The price of gold ripped $35, and silver 75 cents. Some are beginning to say that this is the long-awaited breakout. Technical charts are perking up. Hope is growing faster than the prices.
Is this it? Read on, for a picture of the supply and fundamentals…
First, here is the graph of the metals’ prices.
We are interested in the changing equilibrium created when some market participants are accumulating hoards and others are dishoarding. Of course, what makes it exciting is that speculators can (temporarily) exaggerate or fight against the trend. The speculators are often acting on rumors, technical analysis, or partial data about flows into or out of one corner of the market. That kind of information can’t tell them whether the globe, on net, is hoarding or dishoarding.
One could point out that gold does not, on net, go into or out of anything. Yes, that is true. But it can come out of hoards and into carry trades. That is what we study. The gold basis tells us about this dynamic.
Conventional techniques for analyzing supply and demand are inapplicable to gold and silver, because the monetary metals have such high inventories. In normal commodities, inventories divided by annual production can be measured in months. The world just does not keep much inventory in wheat or oil.

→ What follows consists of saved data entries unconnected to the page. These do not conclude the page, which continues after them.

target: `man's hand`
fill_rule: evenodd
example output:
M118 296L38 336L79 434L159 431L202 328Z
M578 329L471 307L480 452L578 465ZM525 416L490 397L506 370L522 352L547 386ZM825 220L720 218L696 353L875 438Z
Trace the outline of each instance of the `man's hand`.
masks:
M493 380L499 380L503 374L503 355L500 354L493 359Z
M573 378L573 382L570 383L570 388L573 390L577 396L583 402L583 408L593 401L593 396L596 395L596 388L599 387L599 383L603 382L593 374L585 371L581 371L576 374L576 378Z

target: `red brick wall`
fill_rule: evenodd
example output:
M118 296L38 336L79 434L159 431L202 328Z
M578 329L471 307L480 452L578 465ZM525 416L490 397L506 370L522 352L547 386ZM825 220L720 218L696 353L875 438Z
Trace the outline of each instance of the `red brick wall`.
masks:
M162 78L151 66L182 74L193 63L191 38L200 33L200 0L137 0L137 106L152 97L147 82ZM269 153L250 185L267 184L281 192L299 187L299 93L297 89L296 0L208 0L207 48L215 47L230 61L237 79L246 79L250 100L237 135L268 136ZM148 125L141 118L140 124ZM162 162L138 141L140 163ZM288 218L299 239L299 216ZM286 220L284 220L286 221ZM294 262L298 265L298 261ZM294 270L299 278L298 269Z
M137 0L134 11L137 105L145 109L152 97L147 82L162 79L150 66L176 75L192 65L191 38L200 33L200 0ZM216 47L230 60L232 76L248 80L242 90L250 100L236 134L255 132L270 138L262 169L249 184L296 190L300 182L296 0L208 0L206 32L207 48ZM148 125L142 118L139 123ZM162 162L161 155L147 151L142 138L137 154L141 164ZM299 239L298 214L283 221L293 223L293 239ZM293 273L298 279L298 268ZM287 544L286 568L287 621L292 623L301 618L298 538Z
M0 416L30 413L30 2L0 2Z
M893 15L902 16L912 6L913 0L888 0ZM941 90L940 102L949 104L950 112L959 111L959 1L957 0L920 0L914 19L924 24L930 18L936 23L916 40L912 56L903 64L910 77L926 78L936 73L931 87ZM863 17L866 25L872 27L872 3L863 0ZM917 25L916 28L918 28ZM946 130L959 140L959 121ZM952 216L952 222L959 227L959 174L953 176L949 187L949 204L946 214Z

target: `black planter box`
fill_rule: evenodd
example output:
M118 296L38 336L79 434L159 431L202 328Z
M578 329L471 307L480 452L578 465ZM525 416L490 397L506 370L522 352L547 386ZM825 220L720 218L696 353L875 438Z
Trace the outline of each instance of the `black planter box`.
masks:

With gold and silver, stocks to flows is measured in decades. Every ounce of those massive stockpiles is potential supply. Everyone on the planet is potential demand. At the right price, and under the right conditions. Looking at incremental changes in mine output or electronic manufacturing is not helpful to predict the future prices of the metals. For an introduction and guide to our concepts and theory, click here.
Next, this is a graph of the gold price measured in silver, otherwise known as the gold to silver ratio. It moved down.
For each metal, we will look at a graph of the basis and cobasis overlaid with the price of the dollar in terms of the respective metal. It will make it easier to provide terse commentary. The dollar will be represented in green, the basis in blue and cobasis in red.
Here is the gold graph.
Last week, we noted a small backwardation in the February contract and said, “A sign the fundamentals of gold are firming up. A little bit.”
Well, the price firmed up. A little bit. And with that, the backwardation subsided.
Now let’s look at silver.
With the falling dollar (measured in silver, i.e. a rising price of silver as measured in dollars) the cobasis has dropped significantly. It dropped for farther contracts too.
Like it or not, we observe yet again the same pattern. A price change corresponds to a change in the bases. Speculators are repositioning and it shows in the data. Could they take the silver price all the way to $17? You bet (well, we don’t recommend this bet). How about $18 or $19? Wouldn’t surprise us in the least (well $19 is less likely than $18 and that’s less likely than $17).
There’s just one problem, if you rely on speculators to take the price up. They are using leverage, and they need to sell sooner or later. Either to take profits (as they reckon them, in dollars) or to cut losses. They can’t do all the heavy lifting without hoarders of metal. A falling cobasis along with a rising price means that hoarders are either buying less, or selling more.
In gold, we calculate a fundamental price a few bucks above the current market price. In silver, it’s about a buck fifty below the current market.